Les élèves suivent un tronc commun de 18 mois qui leur apporte les bases scientifiques. Ils se spécialisent peu à peu. Dès la première année, ils réalisent des travaux pratiques et des travaux d’équipe sur des projets d’études. Pendant les WEEX (Weeks of Engineering Experience), ils travaillent trois semaines en équipe sur des problématiques présentées par des industriels. Ils proposent des solutions innovantes sur des enjeux de société, de transition énergétique, de traitement des déchets, de mobilité. Nous les sensibilisons aux grandes transitions.

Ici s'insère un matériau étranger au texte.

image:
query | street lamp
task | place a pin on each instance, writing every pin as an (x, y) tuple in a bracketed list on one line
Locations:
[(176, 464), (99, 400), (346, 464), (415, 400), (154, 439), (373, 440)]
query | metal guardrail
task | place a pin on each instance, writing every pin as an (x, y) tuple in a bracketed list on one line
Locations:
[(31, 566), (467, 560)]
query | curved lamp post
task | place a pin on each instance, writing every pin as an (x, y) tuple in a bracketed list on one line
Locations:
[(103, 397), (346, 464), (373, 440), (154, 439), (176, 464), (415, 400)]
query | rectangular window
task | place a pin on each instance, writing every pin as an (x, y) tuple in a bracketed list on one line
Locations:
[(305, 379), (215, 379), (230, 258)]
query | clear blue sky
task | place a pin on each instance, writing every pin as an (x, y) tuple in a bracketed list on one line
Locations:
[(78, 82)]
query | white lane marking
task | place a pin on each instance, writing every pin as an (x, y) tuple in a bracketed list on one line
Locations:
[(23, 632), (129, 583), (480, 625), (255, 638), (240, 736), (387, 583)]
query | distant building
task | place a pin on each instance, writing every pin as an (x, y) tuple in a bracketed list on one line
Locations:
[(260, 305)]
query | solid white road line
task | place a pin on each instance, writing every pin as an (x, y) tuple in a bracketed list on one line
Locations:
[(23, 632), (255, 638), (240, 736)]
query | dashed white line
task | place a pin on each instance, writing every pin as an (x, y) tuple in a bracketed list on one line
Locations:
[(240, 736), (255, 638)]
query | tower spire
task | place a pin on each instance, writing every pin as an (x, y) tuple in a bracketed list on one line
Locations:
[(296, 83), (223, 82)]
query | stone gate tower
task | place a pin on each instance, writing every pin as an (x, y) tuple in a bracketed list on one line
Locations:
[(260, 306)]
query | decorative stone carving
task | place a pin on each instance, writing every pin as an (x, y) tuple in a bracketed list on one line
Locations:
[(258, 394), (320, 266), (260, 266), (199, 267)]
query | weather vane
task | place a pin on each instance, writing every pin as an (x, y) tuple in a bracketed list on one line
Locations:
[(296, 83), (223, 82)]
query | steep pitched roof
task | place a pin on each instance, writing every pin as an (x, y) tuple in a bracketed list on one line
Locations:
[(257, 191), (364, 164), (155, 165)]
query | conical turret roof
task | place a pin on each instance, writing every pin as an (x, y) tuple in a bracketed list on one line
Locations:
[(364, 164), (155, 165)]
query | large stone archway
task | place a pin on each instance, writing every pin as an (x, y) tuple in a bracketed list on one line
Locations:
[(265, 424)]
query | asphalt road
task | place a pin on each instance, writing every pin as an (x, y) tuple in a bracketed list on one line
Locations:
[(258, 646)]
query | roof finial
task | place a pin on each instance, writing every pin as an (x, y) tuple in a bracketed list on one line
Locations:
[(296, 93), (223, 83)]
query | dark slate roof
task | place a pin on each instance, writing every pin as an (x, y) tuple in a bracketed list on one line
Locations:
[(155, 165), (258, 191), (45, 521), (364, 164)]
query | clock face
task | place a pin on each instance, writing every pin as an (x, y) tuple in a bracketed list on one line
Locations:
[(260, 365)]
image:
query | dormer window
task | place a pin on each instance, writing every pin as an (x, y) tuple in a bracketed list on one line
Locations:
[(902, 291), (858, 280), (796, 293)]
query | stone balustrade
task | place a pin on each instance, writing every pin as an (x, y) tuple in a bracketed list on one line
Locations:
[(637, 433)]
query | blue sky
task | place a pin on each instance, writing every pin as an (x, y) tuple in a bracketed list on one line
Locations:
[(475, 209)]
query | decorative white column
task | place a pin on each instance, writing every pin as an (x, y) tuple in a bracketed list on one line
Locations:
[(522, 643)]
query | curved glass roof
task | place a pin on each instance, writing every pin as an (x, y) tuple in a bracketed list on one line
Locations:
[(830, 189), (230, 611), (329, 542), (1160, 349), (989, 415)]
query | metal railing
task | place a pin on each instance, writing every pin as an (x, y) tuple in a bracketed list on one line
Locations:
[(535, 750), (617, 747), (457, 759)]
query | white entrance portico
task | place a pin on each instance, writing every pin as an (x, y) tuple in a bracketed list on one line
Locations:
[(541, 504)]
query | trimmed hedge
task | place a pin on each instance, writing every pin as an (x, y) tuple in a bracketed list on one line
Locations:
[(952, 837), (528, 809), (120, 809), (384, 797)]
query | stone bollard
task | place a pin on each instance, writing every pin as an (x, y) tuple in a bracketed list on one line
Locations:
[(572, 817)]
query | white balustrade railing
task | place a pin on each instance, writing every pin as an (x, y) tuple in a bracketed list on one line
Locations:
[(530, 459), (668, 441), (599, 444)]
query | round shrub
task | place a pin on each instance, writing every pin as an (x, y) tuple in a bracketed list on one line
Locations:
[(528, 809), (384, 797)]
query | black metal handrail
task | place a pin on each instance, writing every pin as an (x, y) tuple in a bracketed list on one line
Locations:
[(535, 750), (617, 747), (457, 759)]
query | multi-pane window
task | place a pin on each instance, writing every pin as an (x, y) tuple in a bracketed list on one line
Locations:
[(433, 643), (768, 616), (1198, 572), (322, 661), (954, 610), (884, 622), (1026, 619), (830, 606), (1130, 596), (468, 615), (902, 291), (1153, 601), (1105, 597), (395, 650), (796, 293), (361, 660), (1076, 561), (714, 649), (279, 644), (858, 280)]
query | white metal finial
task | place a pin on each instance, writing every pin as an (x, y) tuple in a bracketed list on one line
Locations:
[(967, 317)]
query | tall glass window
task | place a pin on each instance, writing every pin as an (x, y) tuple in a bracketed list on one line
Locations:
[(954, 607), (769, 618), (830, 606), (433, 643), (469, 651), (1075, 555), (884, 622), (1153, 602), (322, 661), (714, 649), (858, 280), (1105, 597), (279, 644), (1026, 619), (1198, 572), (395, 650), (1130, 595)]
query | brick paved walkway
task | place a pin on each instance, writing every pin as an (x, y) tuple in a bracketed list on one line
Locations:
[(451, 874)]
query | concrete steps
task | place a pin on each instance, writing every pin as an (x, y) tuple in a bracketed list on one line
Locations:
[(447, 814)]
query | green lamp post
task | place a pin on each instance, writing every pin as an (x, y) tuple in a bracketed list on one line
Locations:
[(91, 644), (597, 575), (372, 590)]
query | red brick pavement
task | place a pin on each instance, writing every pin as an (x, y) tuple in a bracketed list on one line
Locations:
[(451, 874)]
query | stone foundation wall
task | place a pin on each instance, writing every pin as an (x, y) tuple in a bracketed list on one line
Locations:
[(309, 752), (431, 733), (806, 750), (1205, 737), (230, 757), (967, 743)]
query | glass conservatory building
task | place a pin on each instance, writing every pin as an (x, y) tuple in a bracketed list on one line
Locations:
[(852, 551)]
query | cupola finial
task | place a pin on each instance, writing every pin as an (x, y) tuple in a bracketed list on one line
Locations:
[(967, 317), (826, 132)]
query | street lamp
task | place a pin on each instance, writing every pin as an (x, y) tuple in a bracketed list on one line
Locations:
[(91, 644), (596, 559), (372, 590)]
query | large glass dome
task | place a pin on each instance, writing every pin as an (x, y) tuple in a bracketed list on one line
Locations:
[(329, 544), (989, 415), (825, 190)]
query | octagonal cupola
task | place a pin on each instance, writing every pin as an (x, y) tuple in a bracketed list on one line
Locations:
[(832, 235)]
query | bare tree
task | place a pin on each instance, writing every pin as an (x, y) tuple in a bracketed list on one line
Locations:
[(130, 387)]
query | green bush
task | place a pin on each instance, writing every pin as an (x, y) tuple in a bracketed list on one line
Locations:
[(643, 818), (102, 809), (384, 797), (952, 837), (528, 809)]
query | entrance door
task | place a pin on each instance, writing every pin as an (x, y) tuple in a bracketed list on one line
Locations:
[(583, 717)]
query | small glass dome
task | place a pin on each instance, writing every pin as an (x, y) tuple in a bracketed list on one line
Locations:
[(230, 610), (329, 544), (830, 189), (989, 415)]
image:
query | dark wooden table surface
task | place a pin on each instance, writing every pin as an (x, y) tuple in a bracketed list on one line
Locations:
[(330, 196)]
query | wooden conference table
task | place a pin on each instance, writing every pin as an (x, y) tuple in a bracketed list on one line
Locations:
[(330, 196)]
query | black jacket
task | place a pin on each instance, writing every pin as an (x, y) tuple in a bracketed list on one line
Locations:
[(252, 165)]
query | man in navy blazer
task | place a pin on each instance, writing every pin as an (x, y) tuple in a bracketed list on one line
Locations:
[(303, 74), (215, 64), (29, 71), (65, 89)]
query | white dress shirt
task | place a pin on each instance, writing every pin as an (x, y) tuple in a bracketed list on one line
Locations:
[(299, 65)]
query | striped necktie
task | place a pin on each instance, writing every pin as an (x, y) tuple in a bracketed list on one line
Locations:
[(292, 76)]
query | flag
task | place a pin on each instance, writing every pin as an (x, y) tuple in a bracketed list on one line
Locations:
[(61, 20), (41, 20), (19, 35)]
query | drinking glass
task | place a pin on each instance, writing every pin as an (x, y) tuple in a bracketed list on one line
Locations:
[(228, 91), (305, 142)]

Plus de 300 internationaux suivent le programme en anglais
En deuxième année, ils choisissent cinq électifs parmi les 60 proposés, du nucléaire à l’ingénierie de la santé, l’aéronautique, l’entrepreneuriat, etc. Ils effectuent soit un projet d’application proposé par une entreprise, soit un projet de recherche. La troisième année est celle de la personnalisation des parcours. Ils peuvent approfondir les électifs, effectuer un master 2 en parallèle… Par ailleurs, plus de 300 étudiants internationaux suivent l’un de nos huit masters entièrement en anglais. Certains poursuivent en alternance, d’autres en double diplôme chez l’un de nos partenaires : ingénieur-manager avec EMLyon, ingénieur-architecte avec l’ENSAL… Nous venons de signer un partenariat avec Sciences Po Lyon pour un double diplôme Ingénieur-Politiques publiques. Ils peuvent aussi réaliser leur année dans une école d’ingénierie partenaire : les écoles Centrale, l’ENTPE, INSA Lyon, Mines Saint-Étienne. Cette hybridation répond aux attentes des entreprises face à des problématiques de plus en plus complexes.
Peuvent-ils effectuer des doubles diplômes avec des universités ?
Tous nos étudiants doivent partir au moins six mois à l’étranger, en stage, en échange académique, projet de recherche ou en double diplôme. Nous avons noué des partenariats avec plus de 100 universités dans le monde : l’Université de Pennsylvanie aux États-Unis ; McGill, Sherbrooke au Canada ; l’Imperial College au Royaume-Uni ; Politecnico di Milano ; TU Darmstadt en Allemagne notamment, mais aussi au Japon, en Australie…
Les diplômés ont-ils du mal à trouver du travail en ce moment ?
Ils n’ont aucun problème de recrutement : près de 70 % des élèves sont placés avant d’être diplômés et 90 % dès la sortie de l’école, les 10 % restants poursuivent sur d’autres parcours diplômants. 37 % commencent dans le conseil en ingénierie, 15 % dans les TIC (technologies de l’information et de la communication) et les services, 10 % dans l’énergie. 29 % ont des fonctions études, conseil et expertise, 16 % dans la recherche et le développement.